Estimate a Non-parametric Distribution from Mean and Range Using Data Simulation and R Package "logspline"

When we have limited information (say, only median and range) about a distribution, we can simulate the data in some way and use the R package "logspline" to estimate the distribution nonparametrically.   Below is my R function that employs a method like this. 
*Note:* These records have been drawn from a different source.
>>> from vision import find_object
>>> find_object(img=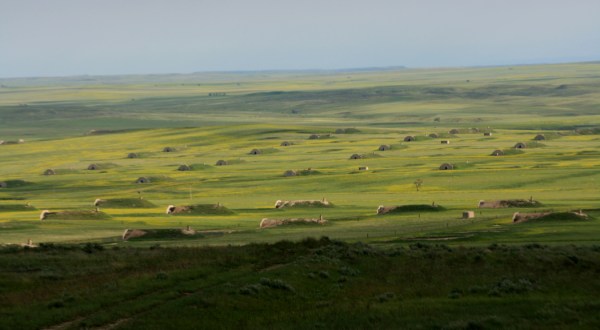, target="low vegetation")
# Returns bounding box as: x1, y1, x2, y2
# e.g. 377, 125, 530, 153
0, 63, 600, 329
0, 238, 600, 329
calc.dist.from.median.and.range <- function(m, r) 
{
    ## PURPOSE: Return a Log-Logspline Distribution given (m, r).
    ##          It may be necessary to call this function multiple times in order to get
    ##          a satisfying distribution (from the plot). 
    ## ----------------------------------------------------------------------
    ## ARGUMENT:
    ##   m: Median
    ##   r: Range (a vector of two numbers)
    ## ----------------------------------------------------------------------
    ## RETURN: A log-logspline distribution object.
    ## ----------------------------------------------------------------------
    ## AUTHOR: Feiming Chen,  Date: 10 Feb 2016, 10:35

    if (m < r[1] || m > r[2] || r[1] > r[2]) stop("Misspecified Median and Range")

    mu <- log10(m)
    log.r <- log10(r)

    ## Simulate data that will have median of "mu" and range of "log.r"
    ## Distribution on the Left/Right: Simulate a Normal Distribution centered at "mu" and
    ## truncate the part above/below the "mu".
    ## May keep sample size intentionaly small so as to introduce uncertainty about
    ## the distribution. 
    d1 <- rnorm(n=200, mean=mu, sd=(mu - log.r[1])/3) # Assums 3*SD informs the bound
    d2 <- d1[d1 < mu]                   # Simulated Data to the Left of "mu"
    d3 <- rnorm(n=200, mean=mu, sd=(log.r[2] - mu)/3)
    d4 <- d3[d3 > mu]                   # Simulated Data to the Right of "mu"
    d5 <- c(d2, d4)                     # Combined Simulated Data for the unknown distribution

    require(logspline)
    ans <- logspline(x=d5)
    plot(ans)
    return(ans)
}
if (F) {                                # Unit Test 
    calc.dist.from.median.and.range(m=1e10, r=c(3.6e5, 3.1e12))
    my.dist <- calc.dist.from.median.and.range(m=1e7, r=c(7e2, 3e11))
    dlogspline(log10(c(7e2, 1e7, 3e11)), my.dist) # Density
    plogspline(log10(c(7e2, 1e7, 3e11)), my.dist) # Probability
    10^qlogspline(c(0.05, 0.5, 0.95), my.dist) # Quantiles 
    10^rlogspline(10, my.dist) # Random Sample 
}